Fig. 4. Characterization of the pseudoglycosyltransferase AcbS.

a ESI( + ) EIC for acarbose at m/z 646.2553 of reaction mixtures with AcbI, AcbQ, or with or without AcbS; b ESI-MS/MS of the AcbS product; c ESI-MS/MS of acarbose standard; d reaction scheme of AcbR and AcbS; e ESI( + ) EIC for acarbose at m/z 646.2553 of reaction mixtures with AcbI, AcbR, and AcbS added in different sequence and combination (see text and experimental section). All experiments were carried out at least three times with similar results. ESI, electrospray ionization mass spectrometry; EIC, extracted ion chromatogram; V1P, valienol 1-phosphate; GDP-V, GDP-valienol; dTDP-4a6dGlc, dTDP-4-amino-4,6-dideoxyglucose; 4-aminoDGG, O-4-amino-(4,6-dideoxy-α-D-glucopyranosyl)-(1→4)-O-α-D-glucopyranosyl-(1→4)-D-glucopyranose.
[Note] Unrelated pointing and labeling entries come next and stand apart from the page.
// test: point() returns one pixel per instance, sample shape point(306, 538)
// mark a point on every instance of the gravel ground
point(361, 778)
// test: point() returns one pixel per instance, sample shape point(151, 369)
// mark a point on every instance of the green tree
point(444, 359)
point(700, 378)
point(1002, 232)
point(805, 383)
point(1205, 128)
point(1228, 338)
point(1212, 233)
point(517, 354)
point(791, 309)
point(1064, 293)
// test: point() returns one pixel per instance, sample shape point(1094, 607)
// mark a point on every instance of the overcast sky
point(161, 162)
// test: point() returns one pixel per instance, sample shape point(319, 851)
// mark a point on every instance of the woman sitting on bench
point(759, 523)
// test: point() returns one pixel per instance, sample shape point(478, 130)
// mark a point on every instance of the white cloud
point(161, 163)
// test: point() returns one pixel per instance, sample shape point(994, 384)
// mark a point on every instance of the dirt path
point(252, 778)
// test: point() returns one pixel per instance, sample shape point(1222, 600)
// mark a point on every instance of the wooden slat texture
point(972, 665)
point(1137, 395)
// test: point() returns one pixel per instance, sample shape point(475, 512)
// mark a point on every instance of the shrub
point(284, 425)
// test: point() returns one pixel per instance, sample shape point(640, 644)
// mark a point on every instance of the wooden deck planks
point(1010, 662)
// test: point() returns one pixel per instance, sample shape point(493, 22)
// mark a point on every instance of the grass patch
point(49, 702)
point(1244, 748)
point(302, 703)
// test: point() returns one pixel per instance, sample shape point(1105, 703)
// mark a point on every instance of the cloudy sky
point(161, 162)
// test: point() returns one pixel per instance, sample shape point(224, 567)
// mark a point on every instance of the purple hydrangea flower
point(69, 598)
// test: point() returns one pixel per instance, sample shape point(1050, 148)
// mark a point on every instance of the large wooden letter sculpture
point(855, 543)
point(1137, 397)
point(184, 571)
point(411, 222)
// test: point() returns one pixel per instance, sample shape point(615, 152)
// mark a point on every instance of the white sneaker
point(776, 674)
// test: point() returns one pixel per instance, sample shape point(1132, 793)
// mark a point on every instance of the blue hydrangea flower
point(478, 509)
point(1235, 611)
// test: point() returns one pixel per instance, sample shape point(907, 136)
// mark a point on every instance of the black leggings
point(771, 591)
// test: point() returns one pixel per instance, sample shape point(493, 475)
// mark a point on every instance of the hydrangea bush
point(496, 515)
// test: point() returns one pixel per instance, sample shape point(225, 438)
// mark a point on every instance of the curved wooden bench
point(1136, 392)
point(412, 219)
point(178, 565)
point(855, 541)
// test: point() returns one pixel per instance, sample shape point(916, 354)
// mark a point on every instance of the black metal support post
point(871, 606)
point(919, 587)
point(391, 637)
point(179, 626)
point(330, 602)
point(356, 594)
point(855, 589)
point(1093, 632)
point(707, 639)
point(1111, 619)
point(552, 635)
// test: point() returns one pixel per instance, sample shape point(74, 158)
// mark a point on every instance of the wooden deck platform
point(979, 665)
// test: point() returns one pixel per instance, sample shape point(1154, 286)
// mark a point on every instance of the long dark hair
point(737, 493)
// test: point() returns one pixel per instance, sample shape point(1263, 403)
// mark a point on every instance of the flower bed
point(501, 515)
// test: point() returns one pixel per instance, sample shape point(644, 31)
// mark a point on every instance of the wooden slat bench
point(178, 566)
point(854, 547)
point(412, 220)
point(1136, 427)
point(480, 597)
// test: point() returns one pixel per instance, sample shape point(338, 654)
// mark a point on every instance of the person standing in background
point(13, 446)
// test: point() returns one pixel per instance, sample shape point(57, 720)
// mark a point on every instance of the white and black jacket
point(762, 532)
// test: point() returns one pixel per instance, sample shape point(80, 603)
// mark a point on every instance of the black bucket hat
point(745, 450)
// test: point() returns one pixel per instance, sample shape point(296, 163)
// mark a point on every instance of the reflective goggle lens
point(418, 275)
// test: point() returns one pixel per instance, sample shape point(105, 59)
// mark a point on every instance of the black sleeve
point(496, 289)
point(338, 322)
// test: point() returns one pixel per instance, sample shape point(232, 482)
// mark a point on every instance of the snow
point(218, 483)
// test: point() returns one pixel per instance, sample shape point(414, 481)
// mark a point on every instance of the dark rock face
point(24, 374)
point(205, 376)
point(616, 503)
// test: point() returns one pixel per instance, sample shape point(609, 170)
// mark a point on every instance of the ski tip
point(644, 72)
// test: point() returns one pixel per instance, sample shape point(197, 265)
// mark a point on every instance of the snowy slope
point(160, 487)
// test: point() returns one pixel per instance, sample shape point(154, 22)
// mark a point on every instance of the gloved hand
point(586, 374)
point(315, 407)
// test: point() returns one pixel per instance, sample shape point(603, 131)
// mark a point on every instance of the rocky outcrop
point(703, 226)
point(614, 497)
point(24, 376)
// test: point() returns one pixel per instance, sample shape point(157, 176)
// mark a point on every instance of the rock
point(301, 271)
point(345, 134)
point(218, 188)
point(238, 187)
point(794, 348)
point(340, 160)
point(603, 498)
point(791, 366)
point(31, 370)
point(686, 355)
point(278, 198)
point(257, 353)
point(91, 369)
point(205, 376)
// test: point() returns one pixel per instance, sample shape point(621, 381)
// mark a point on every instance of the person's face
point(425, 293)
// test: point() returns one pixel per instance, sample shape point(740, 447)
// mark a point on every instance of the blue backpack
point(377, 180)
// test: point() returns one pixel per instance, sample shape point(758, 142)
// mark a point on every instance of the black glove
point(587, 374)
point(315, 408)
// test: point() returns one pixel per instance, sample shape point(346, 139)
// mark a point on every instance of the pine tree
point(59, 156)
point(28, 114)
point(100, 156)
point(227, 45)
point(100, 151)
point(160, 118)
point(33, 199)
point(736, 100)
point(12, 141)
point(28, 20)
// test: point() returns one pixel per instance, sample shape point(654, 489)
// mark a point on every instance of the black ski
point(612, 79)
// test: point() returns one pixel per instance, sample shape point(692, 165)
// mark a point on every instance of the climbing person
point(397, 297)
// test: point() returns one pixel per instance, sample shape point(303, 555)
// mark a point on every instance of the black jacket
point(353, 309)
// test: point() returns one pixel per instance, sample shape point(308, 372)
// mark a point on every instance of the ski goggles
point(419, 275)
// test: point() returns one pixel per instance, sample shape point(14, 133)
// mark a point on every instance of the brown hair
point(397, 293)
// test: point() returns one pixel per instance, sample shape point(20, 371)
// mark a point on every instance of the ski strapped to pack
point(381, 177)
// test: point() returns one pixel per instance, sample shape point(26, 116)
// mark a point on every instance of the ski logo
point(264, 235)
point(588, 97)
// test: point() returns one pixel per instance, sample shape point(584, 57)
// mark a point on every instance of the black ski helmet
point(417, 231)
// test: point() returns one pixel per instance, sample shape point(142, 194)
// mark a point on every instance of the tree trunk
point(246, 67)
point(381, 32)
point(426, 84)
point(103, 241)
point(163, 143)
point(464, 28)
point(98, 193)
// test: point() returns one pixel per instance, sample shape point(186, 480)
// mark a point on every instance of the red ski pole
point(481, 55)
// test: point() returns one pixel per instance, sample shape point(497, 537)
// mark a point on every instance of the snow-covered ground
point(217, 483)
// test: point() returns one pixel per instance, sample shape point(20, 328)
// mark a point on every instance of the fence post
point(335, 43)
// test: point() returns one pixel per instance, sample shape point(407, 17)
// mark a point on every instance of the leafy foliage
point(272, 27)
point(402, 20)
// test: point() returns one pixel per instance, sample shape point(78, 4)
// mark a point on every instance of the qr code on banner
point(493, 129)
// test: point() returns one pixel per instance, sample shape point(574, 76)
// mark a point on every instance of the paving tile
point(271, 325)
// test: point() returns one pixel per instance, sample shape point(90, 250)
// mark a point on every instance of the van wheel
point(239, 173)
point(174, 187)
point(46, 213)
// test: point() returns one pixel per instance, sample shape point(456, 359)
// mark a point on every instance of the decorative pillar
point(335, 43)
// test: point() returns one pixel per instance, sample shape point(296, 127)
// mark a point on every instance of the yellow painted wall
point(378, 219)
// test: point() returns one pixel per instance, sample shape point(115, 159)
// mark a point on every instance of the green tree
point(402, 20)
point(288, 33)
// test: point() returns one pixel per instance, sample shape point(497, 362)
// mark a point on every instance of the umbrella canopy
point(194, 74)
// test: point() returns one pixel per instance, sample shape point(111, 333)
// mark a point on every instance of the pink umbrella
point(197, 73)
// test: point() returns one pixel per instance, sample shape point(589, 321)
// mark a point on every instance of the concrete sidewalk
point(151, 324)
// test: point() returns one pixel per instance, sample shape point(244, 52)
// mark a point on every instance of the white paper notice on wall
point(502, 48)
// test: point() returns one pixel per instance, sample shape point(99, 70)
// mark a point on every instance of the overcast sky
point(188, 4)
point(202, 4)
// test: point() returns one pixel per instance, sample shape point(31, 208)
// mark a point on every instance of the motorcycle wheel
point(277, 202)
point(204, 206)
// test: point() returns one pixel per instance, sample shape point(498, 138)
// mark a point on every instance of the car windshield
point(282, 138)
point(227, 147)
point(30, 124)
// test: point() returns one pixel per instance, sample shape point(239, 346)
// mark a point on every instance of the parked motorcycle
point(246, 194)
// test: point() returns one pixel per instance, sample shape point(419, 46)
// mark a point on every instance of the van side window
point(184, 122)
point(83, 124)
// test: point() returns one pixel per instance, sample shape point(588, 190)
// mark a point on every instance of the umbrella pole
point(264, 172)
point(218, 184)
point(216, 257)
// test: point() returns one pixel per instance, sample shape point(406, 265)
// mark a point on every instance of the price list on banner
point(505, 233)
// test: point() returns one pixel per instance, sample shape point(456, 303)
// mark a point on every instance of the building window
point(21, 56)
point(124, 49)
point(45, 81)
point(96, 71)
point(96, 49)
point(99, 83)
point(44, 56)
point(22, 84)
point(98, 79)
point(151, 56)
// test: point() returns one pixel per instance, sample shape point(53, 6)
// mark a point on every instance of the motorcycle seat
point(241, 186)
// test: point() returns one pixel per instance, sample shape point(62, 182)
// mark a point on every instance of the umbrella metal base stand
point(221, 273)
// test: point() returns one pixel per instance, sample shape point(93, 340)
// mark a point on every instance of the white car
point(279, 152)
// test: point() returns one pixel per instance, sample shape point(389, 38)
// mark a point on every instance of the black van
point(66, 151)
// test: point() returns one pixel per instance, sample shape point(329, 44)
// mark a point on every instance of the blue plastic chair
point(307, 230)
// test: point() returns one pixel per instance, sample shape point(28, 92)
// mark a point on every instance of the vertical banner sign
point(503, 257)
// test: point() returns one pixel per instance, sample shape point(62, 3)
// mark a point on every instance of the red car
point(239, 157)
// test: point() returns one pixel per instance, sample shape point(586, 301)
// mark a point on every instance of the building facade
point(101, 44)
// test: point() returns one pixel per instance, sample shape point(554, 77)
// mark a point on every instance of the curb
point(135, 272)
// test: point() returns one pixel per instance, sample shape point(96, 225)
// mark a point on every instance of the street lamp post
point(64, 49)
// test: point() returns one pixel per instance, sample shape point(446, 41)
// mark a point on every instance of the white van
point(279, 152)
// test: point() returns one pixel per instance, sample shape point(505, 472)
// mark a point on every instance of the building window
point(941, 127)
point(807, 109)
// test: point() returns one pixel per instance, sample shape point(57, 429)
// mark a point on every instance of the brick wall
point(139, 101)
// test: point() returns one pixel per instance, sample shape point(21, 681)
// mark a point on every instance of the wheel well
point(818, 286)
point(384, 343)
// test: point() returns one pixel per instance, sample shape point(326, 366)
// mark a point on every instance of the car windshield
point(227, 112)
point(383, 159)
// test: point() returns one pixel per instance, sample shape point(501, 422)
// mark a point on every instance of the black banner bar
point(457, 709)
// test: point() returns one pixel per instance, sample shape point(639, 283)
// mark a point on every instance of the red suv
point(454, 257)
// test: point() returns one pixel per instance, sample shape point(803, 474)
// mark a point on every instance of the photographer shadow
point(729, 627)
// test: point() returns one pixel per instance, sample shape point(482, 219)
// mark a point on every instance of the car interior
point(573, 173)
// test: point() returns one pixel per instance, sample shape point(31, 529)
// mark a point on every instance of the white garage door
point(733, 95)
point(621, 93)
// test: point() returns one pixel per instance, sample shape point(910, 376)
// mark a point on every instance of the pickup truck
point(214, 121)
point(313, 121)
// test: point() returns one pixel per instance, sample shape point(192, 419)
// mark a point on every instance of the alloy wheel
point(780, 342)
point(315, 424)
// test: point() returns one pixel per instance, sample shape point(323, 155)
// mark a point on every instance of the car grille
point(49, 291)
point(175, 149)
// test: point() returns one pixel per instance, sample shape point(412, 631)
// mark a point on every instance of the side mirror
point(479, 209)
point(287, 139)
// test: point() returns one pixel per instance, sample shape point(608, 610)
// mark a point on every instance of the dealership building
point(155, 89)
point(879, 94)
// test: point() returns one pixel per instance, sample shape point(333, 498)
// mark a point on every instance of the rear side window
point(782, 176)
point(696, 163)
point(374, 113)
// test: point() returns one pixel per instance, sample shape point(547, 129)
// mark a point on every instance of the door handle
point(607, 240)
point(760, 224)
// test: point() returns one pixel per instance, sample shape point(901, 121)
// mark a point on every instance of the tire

Fig. 5. Homologues of AcbI and AcbS.

a Homology searches for AcbI and AcbS; b Phylogenetic tree of AcbI and AcbS. The ones shaded in blue are predicted to be AcbS homologues (PsGTs). The ones shaded in red are AcbI homologues (GTs). The ones shaded in dark blue are AcbS whose genes do not have an AcbI partner gene within a biosynthetic gene cluster (BGC). The ones shaded in purple do not pair with another AcbI/AcbS homologue in a BGC. The ones shaded in dark purple are AcbI/AcbS homologues whose genes are part of a BGC that lacks an aminotransferase gene. The ones shaded in yellow are AcbI/AcbS homologue whose genes are part of a BGC that does not contain cyclitol biosynthetic genes.